Wow! Was war da Großartiges zu sehen? Eine Theaterstück für Kinder ab 8? Auch als ausgewachsenen Menschen packt einen diese Geschichte von Bambi. Das Alleinsein jedem bekannt, ebenso die Sehnsucht nach Verbundenheit. Vertraut sind Wut und Trauer, der Humor und der Eigensinn. Vertraut auch Zank und Freundschaft, große Angst und Fürsorge.

Regisseur Martin Brachvogel, der die Stückfassung nach dem berühmten Roman von 1923 schrieb, wählt für „Bambi. Eine Lebensgeschichte aus dem Walde nach Felix Salten“ einen famosen Einstieg.

Isabella Campestrini, grünes Gestrüpp auf dem Haupt, ist knuddelige und überdrehte Diva. Riesengelächter, als sie sich im Bühnenvorhang verheddert. Sie ist DIE Wald, „unfassbar überwichtig“. Seit 300 Millionen Jahren gibt es die Wald, viel später kamen die Rehe, der Mensch nur winziges Pünktchen in der Zeit.

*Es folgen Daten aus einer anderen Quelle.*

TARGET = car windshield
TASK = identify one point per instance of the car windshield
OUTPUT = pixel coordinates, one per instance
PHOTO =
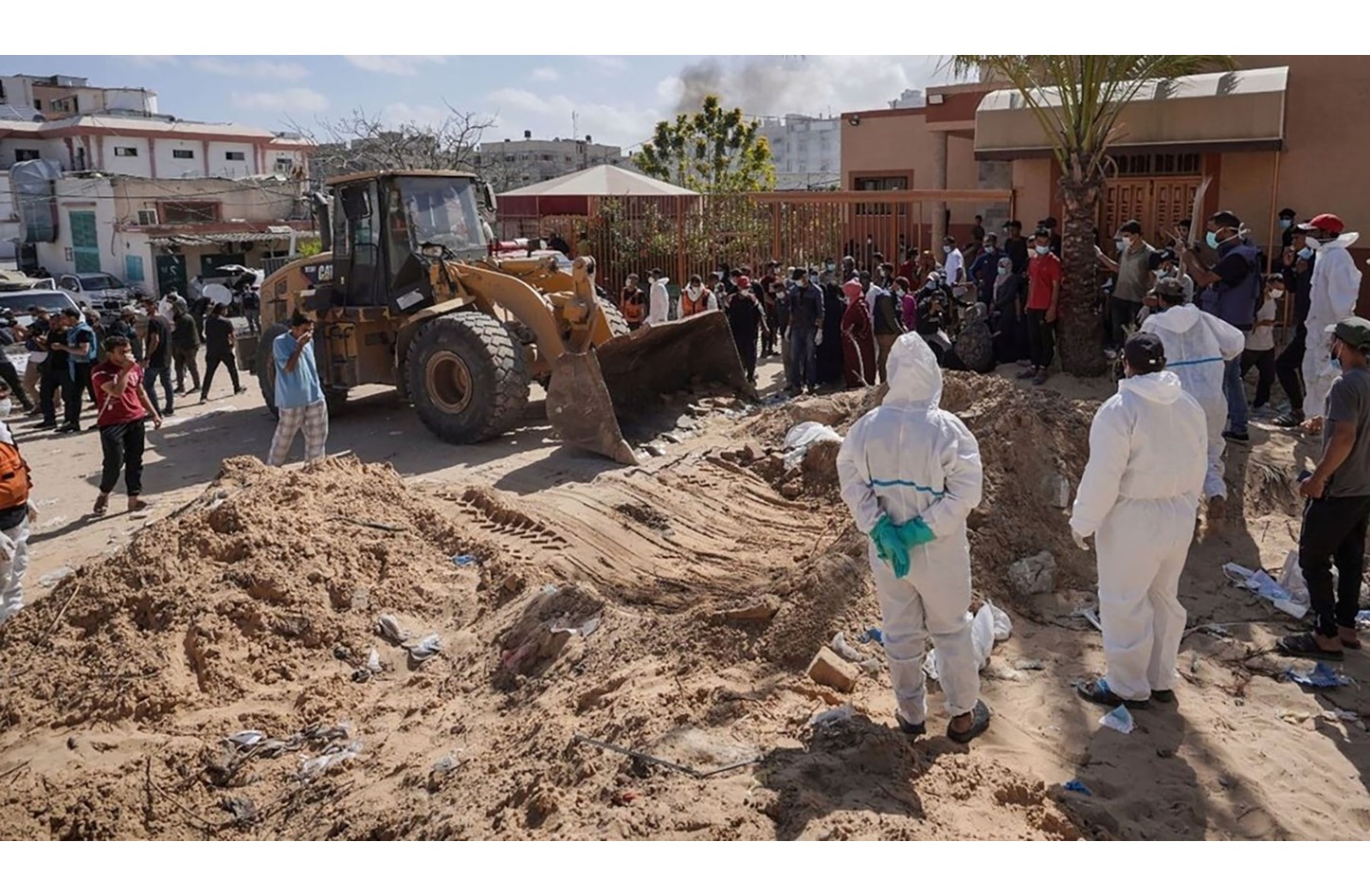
(19, 303)
(442, 211)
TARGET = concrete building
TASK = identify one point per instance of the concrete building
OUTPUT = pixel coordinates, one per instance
(1277, 132)
(63, 96)
(807, 151)
(159, 233)
(158, 147)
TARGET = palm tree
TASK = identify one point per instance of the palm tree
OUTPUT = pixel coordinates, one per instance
(1077, 100)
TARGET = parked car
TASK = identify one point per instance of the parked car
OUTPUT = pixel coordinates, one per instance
(103, 294)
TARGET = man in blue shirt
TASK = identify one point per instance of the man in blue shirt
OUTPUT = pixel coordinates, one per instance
(298, 398)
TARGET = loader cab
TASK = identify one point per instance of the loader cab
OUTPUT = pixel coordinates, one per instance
(388, 224)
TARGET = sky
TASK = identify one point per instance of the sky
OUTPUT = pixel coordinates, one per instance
(614, 99)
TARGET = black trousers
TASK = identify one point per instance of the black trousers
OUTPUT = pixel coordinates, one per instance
(1041, 339)
(211, 364)
(73, 393)
(11, 377)
(1289, 368)
(1265, 365)
(122, 447)
(1335, 533)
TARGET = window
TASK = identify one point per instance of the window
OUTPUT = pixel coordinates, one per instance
(188, 212)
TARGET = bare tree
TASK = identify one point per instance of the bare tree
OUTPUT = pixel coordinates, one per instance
(361, 141)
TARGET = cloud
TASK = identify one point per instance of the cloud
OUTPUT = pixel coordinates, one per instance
(251, 69)
(286, 100)
(393, 64)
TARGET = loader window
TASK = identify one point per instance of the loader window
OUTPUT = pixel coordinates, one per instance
(444, 211)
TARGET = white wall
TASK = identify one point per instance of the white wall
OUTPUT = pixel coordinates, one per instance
(169, 166)
(137, 166)
(221, 166)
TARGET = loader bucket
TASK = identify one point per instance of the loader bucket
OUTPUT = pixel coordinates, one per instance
(580, 407)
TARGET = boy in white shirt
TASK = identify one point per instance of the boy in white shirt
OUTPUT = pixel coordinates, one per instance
(1261, 341)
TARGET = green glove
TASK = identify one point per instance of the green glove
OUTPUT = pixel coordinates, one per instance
(914, 533)
(890, 546)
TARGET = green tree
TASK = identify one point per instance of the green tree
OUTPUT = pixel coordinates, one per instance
(1078, 100)
(712, 151)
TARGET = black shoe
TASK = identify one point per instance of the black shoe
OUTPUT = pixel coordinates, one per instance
(909, 727)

Die Geschichte von Bambi? Unbedeutend für den Weltenlauf. Doch einzigartig, hinreißend. Die Geburt mythisch-märchenhaft, eingebettet in Soundflächen von Robert Lepenik, arrangiert als geradezu biblisches Geschehen (Bühne und Kostüme: Kathrin Hauer). Plötzlich ein Schuss. Dunkelheit.

Der Wortkarge, der Clown

Dieser „Bambi“ lässt die Erinnerung an Walt Disneys Zeichentrick-Klassiker völlig verblassen. Die Linzer Inszenierung zeigt einen Bambi, der als heranwachsender Rehbock den Boxkampf trainiert, um es den Menschen heimzuzahlen. Der Tod – die Ermordung – der Mutter ein tiefer Schmerz, der ihn wortkarg und hartherzig macht.

Seine Freunde sind wunderbare Charaktere: eine nachdenkliche, wenn nötig auch grobe Sofie Pint als Faline, ihren Bruder Gobo gibt Alexander Köfner als liebenswerten Clown. Einst hat Gobo das Kind Bambi mit seinen Späßen aufgeheitert (Wie heißt ein Reh, dem alles wurscht ist? – „Regal“), doch jetzt bringt Bambis Rachedurst den Freund in Lebensgefahr. Denn stets lauern die „Stinker“ mit ihren Hunden: die Menschen.

Der Weg zur Selbsterkenntnis ist mühsam, die Tränen über den Tod der Mutter hat Bambi noch zu weinen. Ehe es zum Happyend mit Kuss kommt, schreitet die Wald ein: Iiiiieh, Schlaaatz! Noch einmal mächtiges Gekicher, und ein kleines Wunder ist vollbracht. Aufklärung ohne ärgerlichen Moralfinger, ein Drama ohne billige Rührseligkeit. Fabelhaftes und weises Theater, ein Ökothriller. Trauer, Spaß und Leben, Leben und Tod, Werden und Vergehen. Hingeh´n, bitte.